就農の際は「公社営農場リース事業」を活用しましたが、やはり資金面は大変でしたね。その事業は牛も施設も土地も全部含めて貸すというもので、総額1億円になりました。5年据え置きで返済していくのですが、牛と施設は減価償却が終わっているので、返済自体は6千万円くらいです。ただ、今の時代に同じ規模で新規就農しようと思うと、もっとかかると思います。
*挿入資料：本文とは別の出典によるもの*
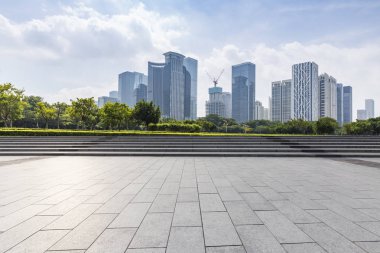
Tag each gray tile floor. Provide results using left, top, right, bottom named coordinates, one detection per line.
left=0, top=157, right=380, bottom=253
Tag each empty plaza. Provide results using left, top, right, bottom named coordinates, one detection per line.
left=0, top=156, right=380, bottom=253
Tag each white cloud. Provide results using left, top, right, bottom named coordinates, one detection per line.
left=199, top=42, right=380, bottom=118
left=0, top=0, right=380, bottom=119
left=0, top=3, right=187, bottom=100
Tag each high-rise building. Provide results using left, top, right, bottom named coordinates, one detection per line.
left=356, top=109, right=368, bottom=120
left=109, top=90, right=119, bottom=99
left=147, top=52, right=198, bottom=120
left=365, top=99, right=375, bottom=119
left=164, top=52, right=185, bottom=120
left=232, top=62, right=256, bottom=123
left=343, top=86, right=352, bottom=124
left=271, top=80, right=292, bottom=122
left=319, top=73, right=337, bottom=119
left=98, top=96, right=117, bottom=108
left=147, top=62, right=170, bottom=118
left=255, top=100, right=264, bottom=120
left=263, top=107, right=270, bottom=120
left=118, top=71, right=148, bottom=106
left=292, top=62, right=319, bottom=121
left=206, top=87, right=231, bottom=118
left=336, top=83, right=343, bottom=126
left=133, top=83, right=148, bottom=103
left=183, top=57, right=198, bottom=119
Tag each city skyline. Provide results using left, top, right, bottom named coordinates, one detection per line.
left=0, top=0, right=380, bottom=119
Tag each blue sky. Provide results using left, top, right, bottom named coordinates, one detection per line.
left=0, top=0, right=380, bottom=115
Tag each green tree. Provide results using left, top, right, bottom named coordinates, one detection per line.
left=22, top=96, right=43, bottom=127
left=99, top=102, right=131, bottom=130
left=0, top=83, right=26, bottom=127
left=36, top=102, right=56, bottom=128
left=67, top=97, right=98, bottom=129
left=132, top=100, right=161, bottom=127
left=368, top=117, right=380, bottom=135
left=53, top=102, right=68, bottom=129
left=275, top=119, right=315, bottom=134
left=316, top=117, right=339, bottom=134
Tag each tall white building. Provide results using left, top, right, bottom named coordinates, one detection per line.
left=336, top=83, right=344, bottom=126
left=118, top=71, right=148, bottom=106
left=98, top=96, right=117, bottom=108
left=206, top=87, right=232, bottom=118
left=270, top=80, right=292, bottom=122
left=109, top=90, right=119, bottom=99
left=292, top=62, right=319, bottom=121
left=365, top=99, right=375, bottom=119
left=255, top=100, right=264, bottom=120
left=263, top=107, right=270, bottom=120
left=231, top=62, right=256, bottom=123
left=319, top=73, right=338, bottom=120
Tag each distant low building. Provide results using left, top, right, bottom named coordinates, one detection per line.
left=365, top=99, right=375, bottom=119
left=255, top=100, right=264, bottom=120
left=356, top=109, right=367, bottom=120
left=270, top=80, right=292, bottom=122
left=206, top=86, right=232, bottom=118
left=109, top=90, right=119, bottom=99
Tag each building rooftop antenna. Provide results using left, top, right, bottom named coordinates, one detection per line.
left=206, top=69, right=224, bottom=87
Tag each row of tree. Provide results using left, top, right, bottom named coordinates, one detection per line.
left=0, top=83, right=161, bottom=130
left=0, top=83, right=380, bottom=135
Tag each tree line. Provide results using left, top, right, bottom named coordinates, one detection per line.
left=0, top=83, right=161, bottom=130
left=0, top=83, right=380, bottom=135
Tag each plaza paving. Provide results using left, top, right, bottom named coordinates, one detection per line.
left=0, top=157, right=380, bottom=253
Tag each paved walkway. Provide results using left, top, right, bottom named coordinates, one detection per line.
left=0, top=157, right=380, bottom=253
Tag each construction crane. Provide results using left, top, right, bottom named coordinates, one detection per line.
left=206, top=69, right=224, bottom=87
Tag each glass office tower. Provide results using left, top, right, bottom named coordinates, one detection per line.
left=343, top=86, right=352, bottom=124
left=292, top=62, right=319, bottom=121
left=183, top=57, right=198, bottom=119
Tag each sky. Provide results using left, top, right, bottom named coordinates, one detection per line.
left=0, top=0, right=380, bottom=118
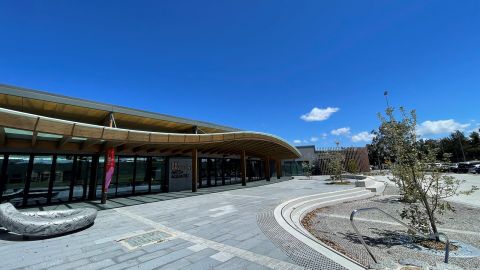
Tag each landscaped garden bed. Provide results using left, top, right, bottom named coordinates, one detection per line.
left=302, top=187, right=480, bottom=269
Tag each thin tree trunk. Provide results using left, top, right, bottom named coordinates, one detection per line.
left=411, top=167, right=440, bottom=241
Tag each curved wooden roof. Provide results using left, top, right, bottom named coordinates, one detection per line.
left=0, top=108, right=301, bottom=159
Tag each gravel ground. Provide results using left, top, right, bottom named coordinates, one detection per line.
left=303, top=186, right=480, bottom=269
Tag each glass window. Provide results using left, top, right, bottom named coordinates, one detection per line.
left=150, top=157, right=165, bottom=192
left=52, top=155, right=74, bottom=202
left=198, top=158, right=208, bottom=187
left=117, top=157, right=135, bottom=195
left=72, top=156, right=92, bottom=200
left=2, top=155, right=30, bottom=206
left=135, top=157, right=150, bottom=194
left=108, top=156, right=118, bottom=197
left=27, top=156, right=53, bottom=205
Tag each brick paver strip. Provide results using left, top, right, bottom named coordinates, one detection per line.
left=115, top=208, right=304, bottom=270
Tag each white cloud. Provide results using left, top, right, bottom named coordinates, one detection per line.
left=300, top=107, right=340, bottom=122
left=417, top=119, right=470, bottom=136
left=330, top=127, right=350, bottom=136
left=352, top=131, right=375, bottom=142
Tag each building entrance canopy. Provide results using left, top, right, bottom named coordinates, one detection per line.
left=0, top=108, right=301, bottom=159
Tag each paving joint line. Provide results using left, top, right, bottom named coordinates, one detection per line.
left=114, top=208, right=304, bottom=270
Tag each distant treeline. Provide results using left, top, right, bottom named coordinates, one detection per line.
left=367, top=131, right=480, bottom=166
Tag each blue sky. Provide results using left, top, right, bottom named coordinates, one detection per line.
left=0, top=0, right=480, bottom=147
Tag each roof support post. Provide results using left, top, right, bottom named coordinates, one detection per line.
left=192, top=148, right=198, bottom=192
left=263, top=157, right=270, bottom=181
left=275, top=159, right=282, bottom=179
left=97, top=112, right=114, bottom=204
left=240, top=150, right=247, bottom=186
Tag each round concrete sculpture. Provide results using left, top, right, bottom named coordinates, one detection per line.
left=0, top=203, right=97, bottom=236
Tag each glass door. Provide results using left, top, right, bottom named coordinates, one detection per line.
left=117, top=157, right=135, bottom=196
left=51, top=155, right=75, bottom=202
left=26, top=155, right=53, bottom=205
left=72, top=156, right=92, bottom=201
left=150, top=157, right=165, bottom=192
left=2, top=155, right=30, bottom=206
left=135, top=157, right=150, bottom=194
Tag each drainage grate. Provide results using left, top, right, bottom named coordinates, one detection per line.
left=117, top=230, right=173, bottom=249
left=257, top=210, right=346, bottom=270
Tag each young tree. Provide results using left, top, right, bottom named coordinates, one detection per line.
left=302, top=161, right=313, bottom=179
left=328, top=142, right=344, bottom=182
left=378, top=107, right=477, bottom=237
left=346, top=159, right=359, bottom=174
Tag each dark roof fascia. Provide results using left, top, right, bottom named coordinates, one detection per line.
left=0, top=84, right=240, bottom=131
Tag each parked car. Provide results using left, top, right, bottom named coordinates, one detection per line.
left=448, top=163, right=458, bottom=173
left=468, top=164, right=480, bottom=174
left=457, top=160, right=480, bottom=173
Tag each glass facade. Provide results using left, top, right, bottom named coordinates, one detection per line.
left=0, top=153, right=265, bottom=206
left=198, top=158, right=265, bottom=188
left=25, top=155, right=53, bottom=205
left=51, top=155, right=75, bottom=203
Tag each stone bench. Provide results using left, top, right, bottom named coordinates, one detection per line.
left=0, top=203, right=97, bottom=237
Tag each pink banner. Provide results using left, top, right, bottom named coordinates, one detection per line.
left=105, top=148, right=115, bottom=192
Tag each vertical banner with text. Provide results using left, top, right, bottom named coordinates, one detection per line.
left=105, top=148, right=115, bottom=193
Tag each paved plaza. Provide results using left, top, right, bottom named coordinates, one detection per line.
left=0, top=179, right=352, bottom=269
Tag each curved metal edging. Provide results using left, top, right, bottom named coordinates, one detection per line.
left=350, top=207, right=450, bottom=263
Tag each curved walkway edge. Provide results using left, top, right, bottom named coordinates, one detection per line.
left=274, top=188, right=375, bottom=270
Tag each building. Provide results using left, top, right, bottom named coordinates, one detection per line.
left=0, top=85, right=300, bottom=206
left=282, top=145, right=370, bottom=175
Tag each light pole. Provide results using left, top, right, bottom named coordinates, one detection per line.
left=383, top=90, right=390, bottom=109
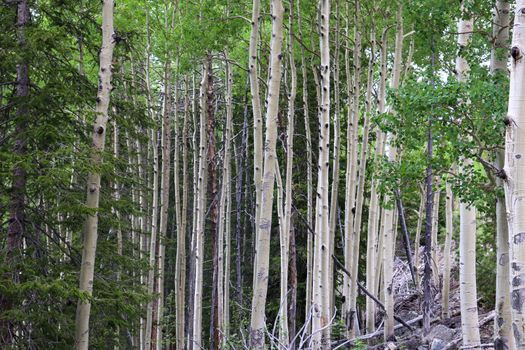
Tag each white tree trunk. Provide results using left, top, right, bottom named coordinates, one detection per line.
left=456, top=1, right=481, bottom=346
left=366, top=28, right=388, bottom=332
left=490, top=0, right=516, bottom=350
left=360, top=29, right=376, bottom=333
left=441, top=182, right=454, bottom=319
left=505, top=0, right=525, bottom=349
left=432, top=185, right=441, bottom=288
left=250, top=0, right=284, bottom=349
left=191, top=62, right=208, bottom=350
left=414, top=186, right=426, bottom=288
left=327, top=2, right=341, bottom=317
left=248, top=0, right=263, bottom=284
left=312, top=0, right=332, bottom=349
left=383, top=5, right=403, bottom=342
left=345, top=1, right=362, bottom=337
left=297, top=0, right=314, bottom=328
left=75, top=0, right=115, bottom=350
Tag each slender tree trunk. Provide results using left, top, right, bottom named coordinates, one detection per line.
left=345, top=1, right=361, bottom=337
left=248, top=0, right=260, bottom=284
left=217, top=57, right=233, bottom=348
left=250, top=0, right=284, bottom=349
left=297, top=0, right=314, bottom=328
left=414, top=185, right=425, bottom=289
left=288, top=215, right=297, bottom=350
left=173, top=76, right=190, bottom=349
left=456, top=1, right=481, bottom=346
left=432, top=183, right=441, bottom=288
left=204, top=54, right=220, bottom=350
left=490, top=0, right=516, bottom=350
left=191, top=62, right=209, bottom=350
left=441, top=182, right=454, bottom=319
left=366, top=28, right=388, bottom=334
left=279, top=0, right=297, bottom=348
left=312, top=0, right=332, bottom=349
left=7, top=0, right=29, bottom=264
left=152, top=50, right=177, bottom=349
left=505, top=0, right=525, bottom=349
left=354, top=29, right=376, bottom=333
left=383, top=5, right=403, bottom=342
left=327, top=0, right=342, bottom=318
left=0, top=0, right=29, bottom=345
left=186, top=74, right=199, bottom=349
left=144, top=128, right=159, bottom=350
left=235, top=80, right=248, bottom=305
left=73, top=0, right=115, bottom=350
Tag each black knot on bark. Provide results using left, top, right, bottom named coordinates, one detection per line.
left=510, top=46, right=521, bottom=60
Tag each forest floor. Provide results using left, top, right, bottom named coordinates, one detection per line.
left=342, top=246, right=494, bottom=350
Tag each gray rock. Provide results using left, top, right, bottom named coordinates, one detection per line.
left=430, top=338, right=447, bottom=350
left=427, top=324, right=456, bottom=343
あと、就農当時はトラクターもなくて実習先の方にお借りしていたのですが、牧草収穫が遅いのを見かねた近所の方々が手伝いに来てくれるなど、すごく助けていただきました。地域の方々にも本当に感謝しています。
―最後に、学生に一言お願いします!
智恵さん
多くの学生さんは牛を扱うことに慣れていないので、牛は逃げるし、十分気を付けないとケガをする恐れもあります。でもそうしたことは、理屈ではなく経験を積んで覚えていくことなので、どんどん経験してほしいですね。
史人さん
農業はやりがいのある仕事!それに、これからの地域や農業を作るのは「よそ者・バカ者・愚か者」だと思う。だからこそ、学生の間は色々なところで実習をして農業の価値を体感して、将来は農業を仕事にしてほしいですね。